The history before scanners
Up until recent years the determination of structural safety conditions were made by measuring discrete targets or surface marks at large intervals, by conventional surveying techniques. This methodology provides only a discrete sample instead of a sophisticated mathematical model of the ground surface or dam structure. Fortunately the development of 3D scanners over the past 10 years has achieved a new level of both accuracy and density of survey data. Whilst 3D scanning does not replace conventional survey methods for monitoring it creates a far more precise global definition of structures such as dams, buildings, bridges and the like. New scanning techniques mean new data can be captured 50 fold compared to the old days where they were picked up point by point.
Fortunately, the development of 3D scanners over the past 10 years has achieved a new level of both accuracy and density of survey data.
Scanners are not new, just underutilized
This is not new technology, in fact it has been available for around 10 years now, but its full capacity hasn’t yet been realised by the architectural, engineering, construction and surveying professions. Just like the smart phones of 2007 look and behave very different than those of today, today’s scanners are very different from those a decade ago too. Advances in technology have overcome previous doubts over accuracy, range and capacity to handle large datasets. More good news is that enhancements in these areas have made these highly intelligent and informative systems cost effective in today’s competitive market.

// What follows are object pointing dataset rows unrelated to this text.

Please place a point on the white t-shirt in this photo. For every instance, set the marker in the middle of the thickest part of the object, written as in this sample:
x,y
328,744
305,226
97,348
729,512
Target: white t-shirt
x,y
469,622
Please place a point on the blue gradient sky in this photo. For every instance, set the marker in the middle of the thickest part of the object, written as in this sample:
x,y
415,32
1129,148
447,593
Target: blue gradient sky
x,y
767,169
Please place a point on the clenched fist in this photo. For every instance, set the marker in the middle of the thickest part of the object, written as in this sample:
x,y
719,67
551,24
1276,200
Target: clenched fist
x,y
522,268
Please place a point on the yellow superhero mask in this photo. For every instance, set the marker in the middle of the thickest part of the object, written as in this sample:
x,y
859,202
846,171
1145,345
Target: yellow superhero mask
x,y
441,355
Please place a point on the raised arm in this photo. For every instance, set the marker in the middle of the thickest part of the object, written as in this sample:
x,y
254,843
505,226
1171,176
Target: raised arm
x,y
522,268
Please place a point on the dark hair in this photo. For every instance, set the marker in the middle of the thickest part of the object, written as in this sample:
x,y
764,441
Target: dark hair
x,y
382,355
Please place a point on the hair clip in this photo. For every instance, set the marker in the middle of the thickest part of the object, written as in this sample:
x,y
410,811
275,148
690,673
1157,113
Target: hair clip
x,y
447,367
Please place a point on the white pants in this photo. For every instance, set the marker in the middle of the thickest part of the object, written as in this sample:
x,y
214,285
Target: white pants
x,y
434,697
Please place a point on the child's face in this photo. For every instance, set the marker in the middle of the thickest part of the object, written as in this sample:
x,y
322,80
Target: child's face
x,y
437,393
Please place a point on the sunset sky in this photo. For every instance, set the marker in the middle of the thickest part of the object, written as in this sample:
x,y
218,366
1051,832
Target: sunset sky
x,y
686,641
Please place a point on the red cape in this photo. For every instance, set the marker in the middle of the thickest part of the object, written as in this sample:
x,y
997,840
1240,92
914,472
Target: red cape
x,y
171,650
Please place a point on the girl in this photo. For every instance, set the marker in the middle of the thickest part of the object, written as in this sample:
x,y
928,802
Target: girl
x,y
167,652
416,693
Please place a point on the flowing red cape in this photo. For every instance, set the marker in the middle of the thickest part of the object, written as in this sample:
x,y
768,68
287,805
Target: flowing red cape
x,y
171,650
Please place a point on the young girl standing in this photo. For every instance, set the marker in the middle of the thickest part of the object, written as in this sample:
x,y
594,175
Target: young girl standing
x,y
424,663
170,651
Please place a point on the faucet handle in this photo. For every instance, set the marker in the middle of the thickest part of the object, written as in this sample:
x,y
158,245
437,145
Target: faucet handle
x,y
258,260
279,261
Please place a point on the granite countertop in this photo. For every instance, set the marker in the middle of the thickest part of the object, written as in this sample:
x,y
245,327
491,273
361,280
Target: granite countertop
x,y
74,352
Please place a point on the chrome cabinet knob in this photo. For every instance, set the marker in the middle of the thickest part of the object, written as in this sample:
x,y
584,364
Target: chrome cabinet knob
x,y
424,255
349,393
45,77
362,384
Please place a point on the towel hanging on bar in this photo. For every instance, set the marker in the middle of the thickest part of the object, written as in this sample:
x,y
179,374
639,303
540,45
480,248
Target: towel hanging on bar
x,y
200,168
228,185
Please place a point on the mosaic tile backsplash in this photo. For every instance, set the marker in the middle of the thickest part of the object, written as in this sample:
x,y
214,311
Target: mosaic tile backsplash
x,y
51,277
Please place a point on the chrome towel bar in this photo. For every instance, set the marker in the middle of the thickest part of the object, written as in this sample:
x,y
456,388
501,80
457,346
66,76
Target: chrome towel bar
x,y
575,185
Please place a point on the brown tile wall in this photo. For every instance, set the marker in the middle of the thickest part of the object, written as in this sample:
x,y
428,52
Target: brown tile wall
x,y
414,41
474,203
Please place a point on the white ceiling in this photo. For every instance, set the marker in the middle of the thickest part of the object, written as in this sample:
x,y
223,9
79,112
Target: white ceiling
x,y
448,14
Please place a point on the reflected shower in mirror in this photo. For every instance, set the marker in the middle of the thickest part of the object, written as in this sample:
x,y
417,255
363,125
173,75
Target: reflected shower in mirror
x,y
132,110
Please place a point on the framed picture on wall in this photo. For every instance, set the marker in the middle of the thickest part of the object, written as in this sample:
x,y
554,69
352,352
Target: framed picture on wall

What makes 3D scanners so special?
3D scanners represent the latest in progressive dam engineering. They are a model-based (point cloud) process that provides insight to help you plan, design, construct and manage buildings and infrastructure. The advantage is that point clouds provide a high level of detail which reduces calculated guesswork and means you can make better design decisions. Accuracy is substantially improved from the design to the construction phase. 3D scanners improve efficiency and meet expectations for service quality. This streamlined planning and design delivers higher-quality projects.The capacity of the scanner enables the complete separation of the ‘data gathering’ function and the ‘data interpretation’ tasks. The process of collecting and interpreting the data on a regular basis is now seamless, with proven and accurate results.
How does it compare? More advantages of 3D Scanning
Although other survey and CAD based software can be used to measure any number of dimensions of a structure, either globally or in focused areas of interest, 3D analysis software allows us to compare surveys undertaken at different times and easily recognise areas of deformation by the use of deviation colour maps. This leads to the early identification and treatment of cracks, slides, the need for concrete repair, or the ability to address erosion and seepage. 3D scanners support safety management as the speed of issues detection is accelerated and situations can be rectified earlier.
How is SMEC using 3D scanners?
At SMEC, we provide our clients with access to this state of the art spatial data solution. The capacity of our 3D scanner and associated software allows for viewing of objects overlayed with rectified imagery (collected simultaneously with the scan). The resulting image is geometrically correct and of sufficient definition to assist in the examination of point cloud data and surface models.
Without a doubt 3D scanners offer a greater level of data collection to reduce maintenance and insurance costs for our clients, and provide a higher standard of data collection, monitoring, condition assessment and emergency planning. SMEC has at its disposal all software necessary to undertake these functions across its surveying and engineering service lines.